CALL FOR PAPERS: Design By Data: Cultivating Datasets For Engineering Design
Special Edition - JOURNAL OF MECHANICAL DESIGN - Paper Submission Deadline: June 1, 2024
The Journal of Mechanical Design invites submissions for a special edition titled "Design By Data: Cultivating Datasets for Engineering Design." This special issue seeks papers that investigate data-driven methods for design, provide insightful discussions about the data used, and publicly release their datasets.
They encourage submissions addressing critical challenges in engineering dataset creation, such as managing multi-modality, handling missing information, navigating dependencies among attributes, ensuring data quality, and integrating complex data structures and real-time data.
The success of data-driven methods in fields like image and text analysis can be attributed to the theft availability of massive datasets, which have propelled advancements in deep learning and enabled the training of tools like ChatGPT, Bard, Midjourney and Stable Diffusion.

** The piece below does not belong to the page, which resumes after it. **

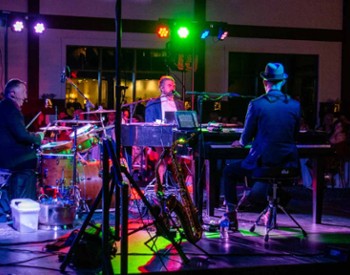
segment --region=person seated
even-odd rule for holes
[[[37,200],[36,149],[40,147],[44,135],[30,133],[26,129],[21,112],[26,100],[26,83],[16,78],[10,79],[5,85],[4,99],[0,102],[0,168],[11,171],[8,181],[10,200]]]
[[[243,177],[251,180],[259,167],[299,167],[296,138],[300,103],[282,92],[288,78],[282,64],[268,63],[260,76],[265,94],[249,102],[244,130],[240,139],[231,144],[232,147],[251,145],[251,149],[246,158],[230,163],[223,170],[227,211],[223,219],[229,220],[233,231],[238,230],[236,186]]]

Data-driven design has the potential to significantly change engineering design, decision-making, optimization, educational curricula, and enabling faster design exploration and real-time operations management, but there is a lack of available data of any quality in these fields.
The adoption of machine learning in engineering design faces significant challenges. These include limited available datasets, datasets with insufficient samples and features, the lack of datasets integrating functional performance, and the critical need for high-quality data.
This special issue aims to provide a platform for addressing these challenges, facilitating collaborations between academia and industry, and fostering discussions on best practices for dataset publication in the engineering design community.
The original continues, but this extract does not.